Most Farmers Say They Won't Drop Seeding Rates for 2013

Rates and population goals will remain unchanged for many.

Published on: Nov 19, 2012

If a Division II school beat the number one ranked basketball team in Division I at the start of the season, would you bet on the Division II school to win again at those same odds? Probably not. More than likely tremendous effort or quirky circumstances contributed to the upset. You can do it once occasionally – it's very hard to do it twice.

In the same light there could be two historic drought years back to back in the same area of the Corn Belt, but it's highly unlikely. A repeat of 2012 and what worked best in 2012 is probably information to file away and recall if the probability of a drought year is high at some point in the future. In the meantime, if you back off to 24,000 from 30,000 kernels per acre for seeding rate because hybrids did best at 24,000 in 2012, you could be leaving some 40 bushels per acre on the table if 2013 is not like 2012. Odds heavily favor that it will be different and not the same.

Stay the course: Most farmers plan to hold the line on seeding rates for 2013.
Stay the course: Most farmers plan to hold the line on seeding rates for 2013.

Where did we get the 40 bushel estimate that you might sacrifice by reducing stands based on 2012? Chances are that the 2013 season will not be like 2012. Odds heavily favor that it will be different and not the same.

Agronomists estimate that each 1,000 ears are worth about 7 bushels per acre. If you've got 6,000 fewer plants, that would account, in theory, for 42 fewer bushels per acre.

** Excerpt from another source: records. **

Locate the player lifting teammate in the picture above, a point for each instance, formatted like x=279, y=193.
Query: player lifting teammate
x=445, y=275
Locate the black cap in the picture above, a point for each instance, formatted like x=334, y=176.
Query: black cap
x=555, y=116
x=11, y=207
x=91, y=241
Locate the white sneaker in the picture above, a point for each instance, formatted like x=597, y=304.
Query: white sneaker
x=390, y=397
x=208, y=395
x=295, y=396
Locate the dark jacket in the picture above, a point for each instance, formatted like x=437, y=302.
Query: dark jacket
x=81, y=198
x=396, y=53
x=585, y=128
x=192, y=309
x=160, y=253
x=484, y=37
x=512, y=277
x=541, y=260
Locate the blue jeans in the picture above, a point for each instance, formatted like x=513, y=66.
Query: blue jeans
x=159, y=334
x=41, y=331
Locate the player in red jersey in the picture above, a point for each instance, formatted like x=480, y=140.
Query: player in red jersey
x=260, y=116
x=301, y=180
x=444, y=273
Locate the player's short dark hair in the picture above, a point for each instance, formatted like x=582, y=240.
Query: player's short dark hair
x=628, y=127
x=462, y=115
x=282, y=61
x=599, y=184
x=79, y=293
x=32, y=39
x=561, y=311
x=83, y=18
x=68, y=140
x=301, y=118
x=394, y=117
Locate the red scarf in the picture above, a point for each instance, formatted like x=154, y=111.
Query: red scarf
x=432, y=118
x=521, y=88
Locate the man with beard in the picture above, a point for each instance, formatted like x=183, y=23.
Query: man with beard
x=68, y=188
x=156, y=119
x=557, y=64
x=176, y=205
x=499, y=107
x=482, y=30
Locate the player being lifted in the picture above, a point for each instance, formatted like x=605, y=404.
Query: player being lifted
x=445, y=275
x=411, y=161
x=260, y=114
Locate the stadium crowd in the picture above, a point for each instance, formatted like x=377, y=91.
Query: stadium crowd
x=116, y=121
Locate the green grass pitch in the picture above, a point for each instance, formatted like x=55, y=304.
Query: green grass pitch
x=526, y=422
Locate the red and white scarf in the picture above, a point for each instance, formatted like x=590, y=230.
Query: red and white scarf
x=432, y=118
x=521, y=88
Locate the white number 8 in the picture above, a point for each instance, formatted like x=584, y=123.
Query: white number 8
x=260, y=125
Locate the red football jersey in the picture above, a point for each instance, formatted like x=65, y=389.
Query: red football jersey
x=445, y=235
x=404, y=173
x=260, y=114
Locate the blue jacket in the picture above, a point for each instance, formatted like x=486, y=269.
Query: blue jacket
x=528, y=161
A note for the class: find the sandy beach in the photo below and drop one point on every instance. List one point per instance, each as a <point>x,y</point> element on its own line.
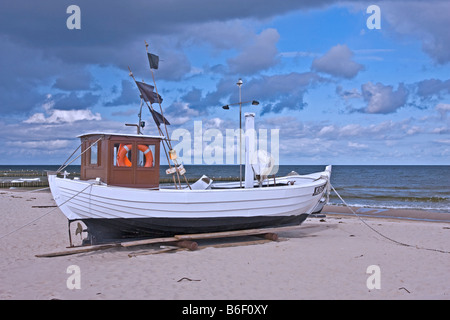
<point>324,258</point>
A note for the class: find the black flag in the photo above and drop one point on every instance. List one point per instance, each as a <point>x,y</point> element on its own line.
<point>153,60</point>
<point>158,118</point>
<point>147,92</point>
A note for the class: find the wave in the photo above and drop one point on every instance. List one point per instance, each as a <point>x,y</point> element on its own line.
<point>445,209</point>
<point>433,199</point>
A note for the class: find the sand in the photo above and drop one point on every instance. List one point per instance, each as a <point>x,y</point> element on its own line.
<point>324,258</point>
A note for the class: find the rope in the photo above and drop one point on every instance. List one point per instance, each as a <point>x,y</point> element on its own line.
<point>379,233</point>
<point>1,237</point>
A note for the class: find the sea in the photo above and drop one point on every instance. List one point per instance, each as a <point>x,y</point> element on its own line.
<point>419,187</point>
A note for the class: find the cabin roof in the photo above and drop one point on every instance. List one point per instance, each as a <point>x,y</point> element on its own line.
<point>119,135</point>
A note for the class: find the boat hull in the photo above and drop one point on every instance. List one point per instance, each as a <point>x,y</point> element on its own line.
<point>117,213</point>
<point>120,229</point>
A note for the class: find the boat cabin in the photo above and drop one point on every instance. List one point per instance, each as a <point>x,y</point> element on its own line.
<point>121,159</point>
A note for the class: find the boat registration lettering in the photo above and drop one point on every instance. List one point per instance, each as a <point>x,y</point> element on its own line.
<point>319,189</point>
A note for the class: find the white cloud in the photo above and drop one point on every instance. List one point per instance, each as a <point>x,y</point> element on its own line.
<point>338,62</point>
<point>356,145</point>
<point>383,99</point>
<point>63,116</point>
<point>443,109</point>
<point>261,54</point>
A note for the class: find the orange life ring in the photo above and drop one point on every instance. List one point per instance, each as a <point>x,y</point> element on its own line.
<point>123,161</point>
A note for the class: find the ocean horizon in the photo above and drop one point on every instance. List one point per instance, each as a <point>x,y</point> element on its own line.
<point>420,187</point>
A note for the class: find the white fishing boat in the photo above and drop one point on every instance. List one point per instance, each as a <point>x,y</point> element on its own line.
<point>118,195</point>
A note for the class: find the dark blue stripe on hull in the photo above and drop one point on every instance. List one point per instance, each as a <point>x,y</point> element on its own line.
<point>110,230</point>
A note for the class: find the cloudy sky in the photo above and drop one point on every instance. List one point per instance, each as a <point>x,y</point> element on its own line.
<point>339,92</point>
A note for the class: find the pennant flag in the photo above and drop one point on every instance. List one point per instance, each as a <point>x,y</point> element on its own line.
<point>158,118</point>
<point>153,60</point>
<point>147,93</point>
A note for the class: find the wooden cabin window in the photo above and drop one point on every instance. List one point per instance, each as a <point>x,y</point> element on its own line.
<point>93,159</point>
<point>146,155</point>
<point>123,154</point>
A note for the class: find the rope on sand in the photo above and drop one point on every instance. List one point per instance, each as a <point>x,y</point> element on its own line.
<point>379,233</point>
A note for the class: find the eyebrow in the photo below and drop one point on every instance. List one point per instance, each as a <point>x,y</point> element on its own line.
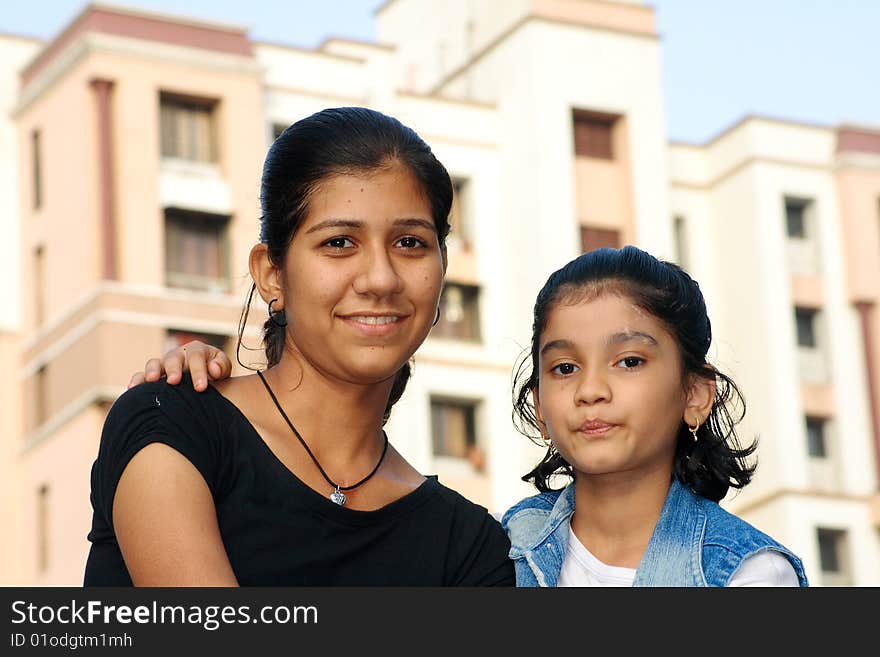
<point>355,224</point>
<point>616,339</point>
<point>631,336</point>
<point>556,344</point>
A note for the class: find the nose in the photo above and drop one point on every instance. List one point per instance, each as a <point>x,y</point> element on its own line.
<point>378,275</point>
<point>592,388</point>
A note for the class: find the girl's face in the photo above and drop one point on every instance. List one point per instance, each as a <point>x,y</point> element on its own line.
<point>363,275</point>
<point>610,392</point>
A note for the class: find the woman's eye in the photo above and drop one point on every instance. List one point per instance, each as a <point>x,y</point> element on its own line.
<point>410,242</point>
<point>339,243</point>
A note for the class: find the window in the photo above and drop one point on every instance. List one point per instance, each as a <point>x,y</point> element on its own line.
<point>458,216</point>
<point>43,528</point>
<point>795,217</point>
<point>597,238</point>
<point>39,285</point>
<point>453,430</point>
<point>36,154</point>
<point>177,338</point>
<point>41,397</point>
<point>805,318</point>
<point>816,446</point>
<point>187,128</point>
<point>833,557</point>
<point>196,250</point>
<point>459,313</point>
<point>681,241</point>
<point>593,134</point>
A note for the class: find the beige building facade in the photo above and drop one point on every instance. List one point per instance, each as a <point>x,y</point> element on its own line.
<point>135,147</point>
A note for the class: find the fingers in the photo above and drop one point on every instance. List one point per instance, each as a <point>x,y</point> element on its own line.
<point>153,370</point>
<point>219,367</point>
<point>174,364</point>
<point>198,368</point>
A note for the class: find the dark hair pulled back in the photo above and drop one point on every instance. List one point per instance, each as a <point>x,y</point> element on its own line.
<point>336,141</point>
<point>716,461</point>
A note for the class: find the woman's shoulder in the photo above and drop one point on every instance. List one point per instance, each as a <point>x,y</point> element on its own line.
<point>194,424</point>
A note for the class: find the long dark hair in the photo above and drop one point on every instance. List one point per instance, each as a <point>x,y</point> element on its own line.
<point>342,140</point>
<point>716,461</point>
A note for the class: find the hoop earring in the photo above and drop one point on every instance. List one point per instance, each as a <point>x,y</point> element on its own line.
<point>273,314</point>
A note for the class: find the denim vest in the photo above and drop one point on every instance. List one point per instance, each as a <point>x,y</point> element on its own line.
<point>695,542</point>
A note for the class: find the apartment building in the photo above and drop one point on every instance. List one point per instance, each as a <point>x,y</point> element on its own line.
<point>766,218</point>
<point>139,142</point>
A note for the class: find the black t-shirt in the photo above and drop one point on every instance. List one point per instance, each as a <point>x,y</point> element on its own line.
<point>277,531</point>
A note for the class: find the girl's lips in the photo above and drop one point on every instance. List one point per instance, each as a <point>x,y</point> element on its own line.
<point>595,427</point>
<point>374,325</point>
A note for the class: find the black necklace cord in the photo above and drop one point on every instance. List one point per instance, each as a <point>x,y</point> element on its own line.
<point>309,452</point>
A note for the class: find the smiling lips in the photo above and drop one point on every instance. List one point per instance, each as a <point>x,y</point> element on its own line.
<point>374,323</point>
<point>595,427</point>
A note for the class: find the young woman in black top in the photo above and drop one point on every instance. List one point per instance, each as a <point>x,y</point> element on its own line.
<point>286,476</point>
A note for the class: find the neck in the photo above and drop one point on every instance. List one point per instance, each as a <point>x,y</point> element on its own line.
<point>615,514</point>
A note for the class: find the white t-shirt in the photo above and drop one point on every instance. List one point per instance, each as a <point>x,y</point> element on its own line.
<point>581,568</point>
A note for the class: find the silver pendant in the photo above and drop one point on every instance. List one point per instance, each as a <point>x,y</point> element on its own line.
<point>337,497</point>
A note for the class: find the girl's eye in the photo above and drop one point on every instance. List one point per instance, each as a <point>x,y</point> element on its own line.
<point>339,243</point>
<point>410,242</point>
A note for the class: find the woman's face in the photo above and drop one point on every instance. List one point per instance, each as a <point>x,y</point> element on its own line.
<point>363,274</point>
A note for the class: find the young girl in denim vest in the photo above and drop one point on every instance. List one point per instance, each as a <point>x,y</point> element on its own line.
<point>619,390</point>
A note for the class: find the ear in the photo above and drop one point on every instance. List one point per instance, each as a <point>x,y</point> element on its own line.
<point>700,397</point>
<point>266,276</point>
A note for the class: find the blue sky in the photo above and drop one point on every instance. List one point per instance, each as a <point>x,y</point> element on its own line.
<point>806,60</point>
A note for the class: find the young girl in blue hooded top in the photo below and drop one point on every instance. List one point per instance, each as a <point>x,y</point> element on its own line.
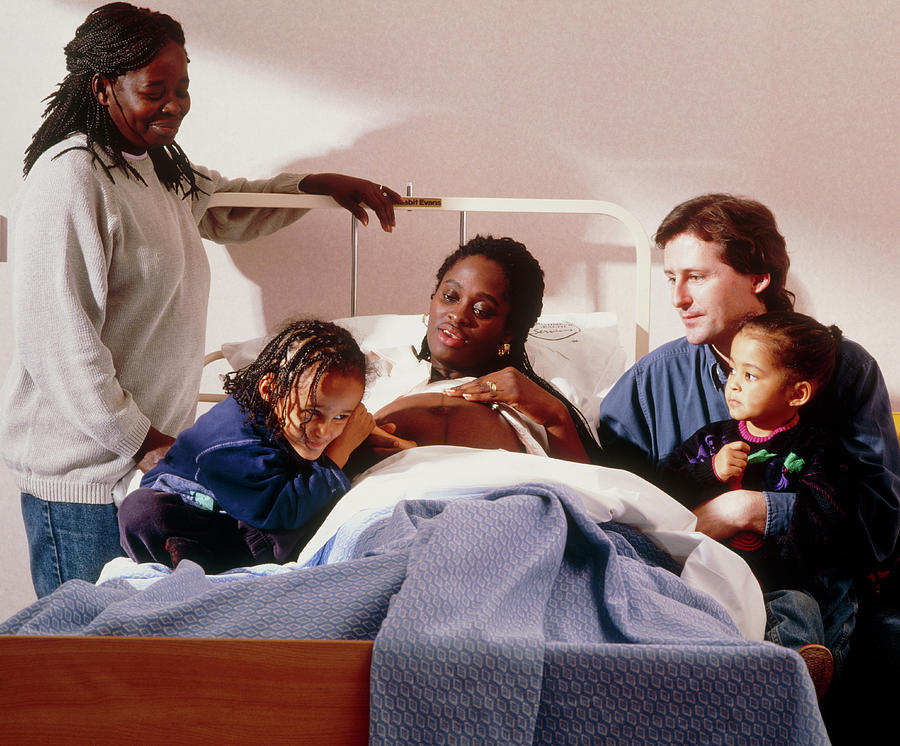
<point>252,478</point>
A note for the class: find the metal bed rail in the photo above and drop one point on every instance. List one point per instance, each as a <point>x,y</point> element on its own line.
<point>465,205</point>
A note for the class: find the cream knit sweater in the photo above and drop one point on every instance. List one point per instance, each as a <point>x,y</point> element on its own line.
<point>111,284</point>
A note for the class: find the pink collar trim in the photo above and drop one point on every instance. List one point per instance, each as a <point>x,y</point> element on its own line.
<point>746,435</point>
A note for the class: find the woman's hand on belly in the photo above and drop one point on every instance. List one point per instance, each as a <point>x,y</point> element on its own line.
<point>435,419</point>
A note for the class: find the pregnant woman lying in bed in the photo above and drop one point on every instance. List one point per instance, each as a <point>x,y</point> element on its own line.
<point>475,383</point>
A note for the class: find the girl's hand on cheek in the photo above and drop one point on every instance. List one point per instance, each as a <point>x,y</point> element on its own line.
<point>359,425</point>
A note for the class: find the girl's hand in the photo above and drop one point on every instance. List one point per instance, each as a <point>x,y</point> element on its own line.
<point>731,461</point>
<point>359,425</point>
<point>352,193</point>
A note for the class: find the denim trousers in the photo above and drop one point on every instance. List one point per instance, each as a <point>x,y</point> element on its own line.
<point>68,540</point>
<point>795,618</point>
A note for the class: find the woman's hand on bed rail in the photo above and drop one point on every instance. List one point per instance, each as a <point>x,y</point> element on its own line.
<point>352,193</point>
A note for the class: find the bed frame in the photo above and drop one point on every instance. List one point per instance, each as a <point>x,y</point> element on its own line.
<point>119,689</point>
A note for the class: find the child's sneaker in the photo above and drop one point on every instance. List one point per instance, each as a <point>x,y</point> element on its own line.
<point>820,664</point>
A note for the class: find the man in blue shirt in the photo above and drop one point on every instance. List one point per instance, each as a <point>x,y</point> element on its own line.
<point>725,260</point>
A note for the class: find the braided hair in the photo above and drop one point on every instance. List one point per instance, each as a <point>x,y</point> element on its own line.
<point>113,40</point>
<point>799,344</point>
<point>525,295</point>
<point>302,346</point>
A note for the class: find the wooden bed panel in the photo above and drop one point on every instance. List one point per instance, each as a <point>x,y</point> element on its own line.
<point>128,690</point>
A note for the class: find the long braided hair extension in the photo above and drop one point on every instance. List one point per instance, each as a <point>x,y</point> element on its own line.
<point>526,298</point>
<point>114,39</point>
<point>306,345</point>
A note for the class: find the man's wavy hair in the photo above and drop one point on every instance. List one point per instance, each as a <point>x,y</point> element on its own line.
<point>748,234</point>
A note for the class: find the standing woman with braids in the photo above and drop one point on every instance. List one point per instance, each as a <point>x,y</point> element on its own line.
<point>245,483</point>
<point>111,283</point>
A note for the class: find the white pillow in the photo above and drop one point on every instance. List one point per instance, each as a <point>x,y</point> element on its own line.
<point>579,353</point>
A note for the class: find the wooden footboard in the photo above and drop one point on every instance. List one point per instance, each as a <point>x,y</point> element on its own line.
<point>128,690</point>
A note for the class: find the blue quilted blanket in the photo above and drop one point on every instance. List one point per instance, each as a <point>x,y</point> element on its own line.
<point>509,617</point>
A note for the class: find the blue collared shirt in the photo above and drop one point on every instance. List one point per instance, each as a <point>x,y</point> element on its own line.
<point>678,388</point>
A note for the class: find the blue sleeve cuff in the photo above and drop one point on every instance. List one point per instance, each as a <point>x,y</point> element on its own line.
<point>779,510</point>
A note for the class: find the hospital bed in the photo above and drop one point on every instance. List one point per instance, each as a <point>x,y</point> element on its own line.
<point>171,669</point>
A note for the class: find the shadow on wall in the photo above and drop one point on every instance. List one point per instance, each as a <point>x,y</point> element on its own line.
<point>305,268</point>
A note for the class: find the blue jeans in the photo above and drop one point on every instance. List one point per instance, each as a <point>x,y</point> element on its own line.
<point>795,618</point>
<point>68,540</point>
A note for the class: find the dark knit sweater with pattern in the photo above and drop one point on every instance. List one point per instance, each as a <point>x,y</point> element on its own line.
<point>805,461</point>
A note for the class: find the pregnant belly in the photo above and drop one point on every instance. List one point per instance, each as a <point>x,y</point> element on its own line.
<point>435,419</point>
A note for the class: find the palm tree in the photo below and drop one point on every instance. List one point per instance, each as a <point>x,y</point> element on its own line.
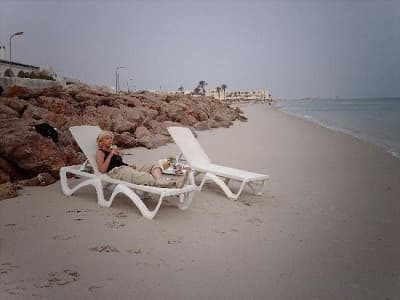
<point>202,85</point>
<point>224,87</point>
<point>219,92</point>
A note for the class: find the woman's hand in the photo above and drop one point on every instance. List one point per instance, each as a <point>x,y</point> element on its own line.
<point>115,150</point>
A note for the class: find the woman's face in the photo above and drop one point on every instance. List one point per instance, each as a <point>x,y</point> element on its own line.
<point>107,142</point>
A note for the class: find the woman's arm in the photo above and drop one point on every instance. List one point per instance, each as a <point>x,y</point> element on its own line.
<point>102,164</point>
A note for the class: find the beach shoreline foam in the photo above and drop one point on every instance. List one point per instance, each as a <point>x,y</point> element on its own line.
<point>326,226</point>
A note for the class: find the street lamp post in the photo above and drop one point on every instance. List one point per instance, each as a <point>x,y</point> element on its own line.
<point>117,79</point>
<point>17,33</point>
<point>127,83</point>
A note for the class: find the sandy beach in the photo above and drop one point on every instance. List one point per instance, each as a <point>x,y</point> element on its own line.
<point>326,226</point>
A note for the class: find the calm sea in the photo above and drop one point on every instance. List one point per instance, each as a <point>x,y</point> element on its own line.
<point>374,120</point>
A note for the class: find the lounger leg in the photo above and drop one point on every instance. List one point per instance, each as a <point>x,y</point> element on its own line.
<point>95,182</point>
<point>220,183</point>
<point>185,200</point>
<point>148,214</point>
<point>257,188</point>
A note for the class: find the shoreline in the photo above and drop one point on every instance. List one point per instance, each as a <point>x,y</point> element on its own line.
<point>325,227</point>
<point>362,136</point>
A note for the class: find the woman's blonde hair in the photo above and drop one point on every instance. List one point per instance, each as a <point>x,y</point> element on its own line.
<point>103,135</point>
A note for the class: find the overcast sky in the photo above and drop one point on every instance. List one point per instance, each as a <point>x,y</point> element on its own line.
<point>292,48</point>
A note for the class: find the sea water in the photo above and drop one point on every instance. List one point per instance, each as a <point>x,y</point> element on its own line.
<point>376,120</point>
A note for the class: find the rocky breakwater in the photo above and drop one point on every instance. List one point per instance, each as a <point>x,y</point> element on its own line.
<point>137,119</point>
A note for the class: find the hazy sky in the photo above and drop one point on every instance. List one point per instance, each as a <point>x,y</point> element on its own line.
<point>292,48</point>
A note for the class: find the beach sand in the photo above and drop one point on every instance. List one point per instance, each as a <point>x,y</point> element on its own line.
<point>326,227</point>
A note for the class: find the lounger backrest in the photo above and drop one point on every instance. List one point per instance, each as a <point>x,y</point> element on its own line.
<point>86,136</point>
<point>188,144</point>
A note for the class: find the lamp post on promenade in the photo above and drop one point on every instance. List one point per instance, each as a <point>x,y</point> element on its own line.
<point>117,79</point>
<point>127,83</point>
<point>17,33</point>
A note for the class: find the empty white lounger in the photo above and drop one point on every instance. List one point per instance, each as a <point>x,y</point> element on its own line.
<point>199,161</point>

Instead, most farmers say they're going back with what got them here – rates of 30 to 34,000 seeds per acre. What counts is plants per acre. Adjust your seeding rate based on the emergence and germination you expect. If it's quality seed and you have your planter tuned-up accordingly, there shouldn't be much drop-off between seeding rate and actual plant populations at harvest in 2013.